Transaction troubleshooting tips

Use these tips to help you troubleshoot problems with the WebSphere® Application Server transaction service.

For messaging problems specific to WebSphere Application Server nodes, see other topics in the documentation, such as the topic about messaging troubleshooting tips, and the WebSphere Application Server Support web page.

Peer recovery fails to acquire a lock

If peer recovery of a transaction fails to acquire a file lock that is needed to undertake recovery processing, the following messages may occur:
[10/26/04 8:41:38:887 CDT] 00000029 CoordinationL A   CWWTR0100_GENERIC_ERROR
[10/26/04 8:41:39:100 CDT] 00000029 RecoveryHandl A   CWWTR0100E: An attempt to 
acquire a file lock needed to perform recovery processing failed. Either the 
target server is active or the recovery log configuration is incorrect
....
[10/26/04 8:42:34:921 CDT] 00000027 HAGroupImpl   I   CWRHA0130I: The local 
member of group GN_PS=fwsitkaCell01\fwwsaix1Node01\GriffinServer3,
IBM_hc=GriffinCluster,type =WAS_TRANSACTIONS has indicated that is it not 
alive. The JVM will be terminated.
[10/26/04 8:42:34:927 CDT] 00000027 SystemOut     O Panic:component requested 
panic from isAlive
To troubleshoot the cause of failure to acquire the file lock, check the following factors:
  • If you have enabled failover of transaction log recovery on the server cluster and are using a NAS devise for the transaction logs, check that the DFS level on your machine is at a correct level for the NAS DFS level. If the two levels are not correct, the transaction logs cannot be accessed.
  • If you are running as non-root, check that the ID numbers of the non-root user and group match on all machines involved with peer recovery.
  • If you have a policy defined for transaction, review the policy to ensure that you are giving control to the correct servers (perhaps you have to add to or reorder the preferred server list).
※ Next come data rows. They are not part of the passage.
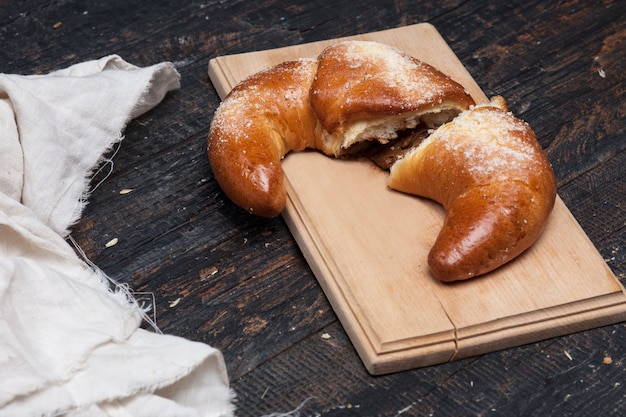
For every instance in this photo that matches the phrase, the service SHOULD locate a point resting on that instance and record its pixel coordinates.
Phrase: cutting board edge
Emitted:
(378, 362)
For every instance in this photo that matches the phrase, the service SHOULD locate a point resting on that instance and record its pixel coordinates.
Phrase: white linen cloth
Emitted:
(70, 345)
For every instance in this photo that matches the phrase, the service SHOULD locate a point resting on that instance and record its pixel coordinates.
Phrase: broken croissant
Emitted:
(481, 163)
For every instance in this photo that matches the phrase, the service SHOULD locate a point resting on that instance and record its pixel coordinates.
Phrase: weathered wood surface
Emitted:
(242, 284)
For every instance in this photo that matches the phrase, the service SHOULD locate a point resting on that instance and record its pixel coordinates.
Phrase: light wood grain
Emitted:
(367, 246)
Client requests and web services transaction protocol messages are not routed to the appropriate server

When the client is not part of the same administrative cell as the target service, and you require transaction affinity or transaction high availability, you can use the WebSphere Application Server proxy server topology to route client requests and web services transaction protocol messages to the appropriate server. In this topology, the client communicates with a WebSphere Application Server proxy server, which dynamically routes the client requests and web services transaction protocol messages to the appropriate server in a WebSphere Application Server cluster. For this scenario to work, the proxy server must be configured in the same administrative cell as the target service.
Avoid trouble: WebSphere Application Server does not provide on demand router (ODR) support for this scenario. Only the WebSphere Application Server proxy server can act as a proxy for web service transaction endpoints.

XAER_NOTA exception logged after server fails

If an application server fails, and the end transaction record is not forced to disk immediately, you might or might not recover a transaction.
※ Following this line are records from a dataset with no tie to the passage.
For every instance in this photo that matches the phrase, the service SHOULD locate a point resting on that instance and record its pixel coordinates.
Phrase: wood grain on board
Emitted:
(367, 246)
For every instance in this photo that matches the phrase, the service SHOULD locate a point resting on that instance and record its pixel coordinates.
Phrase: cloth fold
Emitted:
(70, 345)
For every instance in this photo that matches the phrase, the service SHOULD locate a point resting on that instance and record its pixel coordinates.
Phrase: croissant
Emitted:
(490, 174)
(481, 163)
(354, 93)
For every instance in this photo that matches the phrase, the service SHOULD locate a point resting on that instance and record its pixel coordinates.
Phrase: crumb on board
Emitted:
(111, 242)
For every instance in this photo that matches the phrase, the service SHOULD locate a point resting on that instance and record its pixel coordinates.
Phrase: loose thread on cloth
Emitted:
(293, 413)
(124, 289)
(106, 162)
WebSphere Application Server does not force the end record to the log, so it is up to the operating system/network file system to decide when to write to the disk. The record would be forced if the server was shut down cleanly. The transaction service is designed to cope with the case of the end record never being written to disk - when it gets an XAER_NOTA returned from the databases.
[date time] 00000057 WSRdbXaResour E   CWWRA0302E:  XAException occurred.  
Error code is: XAER_NOTA (-4).  Exception is: XAER_NOTA

If there is a transaction without an end record in the transaction log, the transaction service tries to check with the database. If the transaction has completed, the database indicates that there is nothing to complete (XAER_NOTA). This behavior is normal, and is not an error.
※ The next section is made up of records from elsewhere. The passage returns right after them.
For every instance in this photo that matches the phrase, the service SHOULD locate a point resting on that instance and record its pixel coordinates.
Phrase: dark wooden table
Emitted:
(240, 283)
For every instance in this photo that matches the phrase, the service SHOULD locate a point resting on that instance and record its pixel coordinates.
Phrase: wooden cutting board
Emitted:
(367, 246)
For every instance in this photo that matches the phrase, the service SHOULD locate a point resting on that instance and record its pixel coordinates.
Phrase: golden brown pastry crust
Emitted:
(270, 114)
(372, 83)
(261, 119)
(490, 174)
Clean shutdown message is not in the message log

When an application server shuts down, any active transactions are rolled back. If all transactions complete successfully, message CWWTR0105I is logged, indicating a clean shutdown of the transaction service, and the next server restart does not need any recovery activity. If an application server shuts down and message CWWTR0105I is not logged, this message does not indicate a problem, but it does mean that recovery activity is required when the server restarts.

Prior to uninstalling the product, you should have a clean shutdown of all application servers so that you avoid data integrity problems.

[z/OS]Ensure that recovery from an RRS or XA resource perspective is not needed
On the z/OS operating system, the clean shutdown message CWWTR0105I is never logged. To ensure that recovery from an RRS or XA resource perspective is not needed, you can restart the application server in recovery mode, in the system in which it is configured. In recovery mode, if there are any outstanding units of recovery (URs), the application server completes the URs, then shuts down. If there are no outstanding URs, the application server starts, then shuts down normally. Therefore, to ensure that all recovery has occurred, restart the server in recovery mode and wait until a normal shutdown.
[z/OS]

Hung servers following the failover of large cross-cluster or cross-node global transactions in a high availability environment

In the event of a failover, such as LPAR failure, some number of the surviving application servers can become unresponsive.

To resolve this problem, cancel and restart the application servers. If necessary, force restart the application servers.